I happen to agree with a lot of the things the author said, but I think the title question misses the mark. It misses because many Christian artists and church worship teams have tried so hard to be relatable that they’ve become inauthentic. I mean this in two ways.
Let’s first look at the artist side. Combine the dreams of someone trying to use his talents for God with the competitive nature of the music industry. Anyone trying to put food on the table is going to have to face the pressure of creating music that will please a sizable audience. Similarly, to get on a listener-supported radio station (which most Christian outlets are), your music must suit the donors to be played. That doesn’t lend to freedom of expression and outside-the-box creativity.
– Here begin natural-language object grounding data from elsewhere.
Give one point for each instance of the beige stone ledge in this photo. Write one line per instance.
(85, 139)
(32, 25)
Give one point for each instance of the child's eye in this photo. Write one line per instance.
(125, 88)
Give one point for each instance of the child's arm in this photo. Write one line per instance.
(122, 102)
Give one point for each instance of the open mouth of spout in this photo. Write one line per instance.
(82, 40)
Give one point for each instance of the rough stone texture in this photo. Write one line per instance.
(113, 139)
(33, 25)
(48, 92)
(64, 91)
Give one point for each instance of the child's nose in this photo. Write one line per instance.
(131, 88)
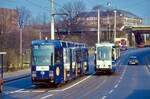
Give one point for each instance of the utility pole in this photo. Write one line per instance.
(52, 21)
(21, 47)
(98, 30)
(115, 24)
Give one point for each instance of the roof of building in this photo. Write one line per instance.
(104, 13)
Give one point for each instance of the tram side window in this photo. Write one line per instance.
(113, 54)
(98, 53)
(78, 56)
(58, 56)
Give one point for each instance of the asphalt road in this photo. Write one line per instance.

Now take church worship teams. We all want our music to be “relatable” and appealing to the average (unchurched?) person coming in for the first time as well as the deep-pocketed congregant supporting the church building drive (come on, let’s put all our insecurities on the table and be honest!). Don’t get me wrong, we need music that allows us to be on one accord, but when the temperament and tastes of the audience get in the way of real, authentic worship expression, the cart is leading the horse.
We have to cast down the idols of audience and money in order to be real and authentic in worship. Look at the Psalms. They are full of expressions that would never make it on the radio. They have lyrics that cause us to question, “Is that even Christian?!” Those writers weren’t writing to an audience or a paycheck; they were being brutally honest before God. And guess what? Those lyrics have lived for millennia. Talk about relatable!
If you’re an artist or worship leader, stop worrying so much what’s going to build your audience and focus on what will build yours and others’ relationship with God – and be yourself! And if you’re just a music fan and the local radio station doesn’t play music that inspires you to be closer to God, get online and find some music that does.